My rating: 2 of 5 stars
This book missed the mark for me. I’m not entirely sure why I decided to read it in the first place, other than that it was a cheap-ish Kindle book that seemed to be somewhat well-reviewed. (I didn’t want to haul hardcovers with me while traveling.)
Anyway. So, the book is about a directionless young woman who loses her job and ends up, somehow, caring for a wealthy disabled man. Somehow, she is selected to look after him in rather a strange way, despite being, as far as I can tell, entirely boring. Her very first concern is that she is not a nurse, but the man’s mother and her employer reassures her that he has a nurse, and doesn’t need that kind of care.
We are left in suspense about what kind of care he needs, for a while, and she hangs out with him a bit but largely avoids him. Through a few twists and turns, we discover he wants to end his own life as a result of his disabilities, but has promised his mother he will wait six months to do so, and so, she hires our heroine to change his mind, without telling said heroine exactly what the situation was.
There are a lot of unanswered questions in this book. Why on earth was Lou hired? All that her employer knew about her was that she didn’t know how to dress for an interview. Was she cute? Was there something she said or did off-camera, so to speak, that convinced her employer?
And what caused her to eventually grow to like her charge? I feel like I’m not really presented with a case for liking Will. He’s (rightfully) kind of a bitter asshole. We feel bad for him, because of his lot in life, but that doesn’t make him someone you could be friends with. Does Lou grow to like him just because she so deeply opposes his wishes for a merciful end to his life?
It’s a feel-good tale that explores assisted suicide and disability. It’s an interesting subject, but I don’t think the book really did it justice. I think that Lou grows to like Will because of his disability, not because he’s a particularly nice or sweet person. (His initial frostiness towards her verges on negging, at times.) Lou is so daft – quitting her job when she finds out it’s all about talking him out of suicide, despite the fact that what she wants is for him not to kill himself.

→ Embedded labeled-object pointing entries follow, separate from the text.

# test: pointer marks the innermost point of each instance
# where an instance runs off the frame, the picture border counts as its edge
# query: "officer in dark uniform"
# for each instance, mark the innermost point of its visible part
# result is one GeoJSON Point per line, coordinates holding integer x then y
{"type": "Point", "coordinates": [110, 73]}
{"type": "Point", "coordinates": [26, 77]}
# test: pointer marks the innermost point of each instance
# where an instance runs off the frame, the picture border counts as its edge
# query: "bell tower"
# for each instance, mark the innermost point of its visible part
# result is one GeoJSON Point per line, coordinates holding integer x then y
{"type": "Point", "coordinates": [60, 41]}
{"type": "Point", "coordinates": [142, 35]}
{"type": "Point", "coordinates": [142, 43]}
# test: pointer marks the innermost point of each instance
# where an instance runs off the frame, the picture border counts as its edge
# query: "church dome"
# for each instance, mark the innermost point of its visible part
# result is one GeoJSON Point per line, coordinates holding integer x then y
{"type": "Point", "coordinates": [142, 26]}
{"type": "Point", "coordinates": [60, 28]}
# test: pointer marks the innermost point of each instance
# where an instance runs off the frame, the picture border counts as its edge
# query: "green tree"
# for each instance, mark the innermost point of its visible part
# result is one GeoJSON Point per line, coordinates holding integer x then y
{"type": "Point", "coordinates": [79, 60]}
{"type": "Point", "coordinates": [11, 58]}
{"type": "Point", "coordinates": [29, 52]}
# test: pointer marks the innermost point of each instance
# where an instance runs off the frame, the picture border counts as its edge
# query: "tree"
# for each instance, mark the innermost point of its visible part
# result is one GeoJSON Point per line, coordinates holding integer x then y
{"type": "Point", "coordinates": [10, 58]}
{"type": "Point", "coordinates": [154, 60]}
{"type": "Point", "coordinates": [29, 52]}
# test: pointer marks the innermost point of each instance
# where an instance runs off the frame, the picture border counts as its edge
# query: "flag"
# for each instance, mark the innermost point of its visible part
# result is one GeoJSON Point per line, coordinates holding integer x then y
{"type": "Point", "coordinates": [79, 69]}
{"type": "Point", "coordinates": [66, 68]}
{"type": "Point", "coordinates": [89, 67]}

There were just some things that didn’t really connect for me.
It’s not unbelievable to me that someone could develop a deep friendship or romantic feelings for someone who is severely disabled. What IS unbelievable to me is that they could do so, without the object of their affection displaying any good qualities whatsoever. It was a weird book, and could have used some more work to convince the audience that these characters actually had motivations for the things they felt.